The positive numbers came a day after Biden received the coveted endorsement of congressman James Clyburn, the No. 3 Democrat in the U.S. House of Representatives and an influential black lawmaker.

Some African-American voters are still torn. Kayla Hodges, a 22-year-old senior at historically black Claflin University in Orangeburg, said she was still deciding whether to support Biden or Warren and argued that black voters want to know how a candidate would address inequality in all areas of life.

“He’s trying to continue (President Barack) Obama’s legacy – he’s been there,” said Hodges, who attended a Warren rally on Wednesday at another historically black school nearby, South Carolina State University. “But maybe it’s not Biden’s time anymore.”

SLAMMING TRUMP’S CORONAVIRUS RESPONSE

Candidates attacked Trump’s handling of the coronavirus outbreak at a CNN town hall on Wednesday in South Carolina, shortly after Trump held a news conference saying the risk from the virus was “very low” in the United States and put Vice President Mike Pence in charge of the response.

Biden lamented the Trump administration’s cuts in funding to the National Institutes of Health and the U.S. Centers for Disease Control and Prevention.

“We’ve got good scientists, and I just want the president to get on the same page as the scientists,” Biden said.

Klobuchar, referring to Pence leading the response effort, said: “Usually you might put a medical professional in charge.”

Mike Bloomberg also criticized Trump at a rally in Houston on Thursday, accusing him of “burying his head in the sand” over what the former New York mayor called “a crisis facing our country and the world.”

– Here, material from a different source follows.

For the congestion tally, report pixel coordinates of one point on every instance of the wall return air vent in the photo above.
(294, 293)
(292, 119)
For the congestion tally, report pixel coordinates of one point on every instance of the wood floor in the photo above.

“His failure to prepare is crippling our ability to respond,” Bloomberg added.

SUPER TUESDAY ON THEIR MINDS

Candidates are already looking beyond South Carolina to focus on Super Tuesday. Buttigieg announced a major get-out-the-vote effort in Super Tuesday states, including a California digital ad program and more than 350 mobilization events to reach voters across the state.

Slideshow (10 Images)

Bloomberg, who skipped the first three nominating states and is not running in South Carolina, was scheduled to hold three events in Super Tuesday states Texas, Oklahoma and Arkansas on Thursday.

Sanders was due to hold events in Virginia and North Carolina, two other March 3 states, in addition to events in South Carolina.

Warren will also be in Texas before returning to South Carolina on Friday.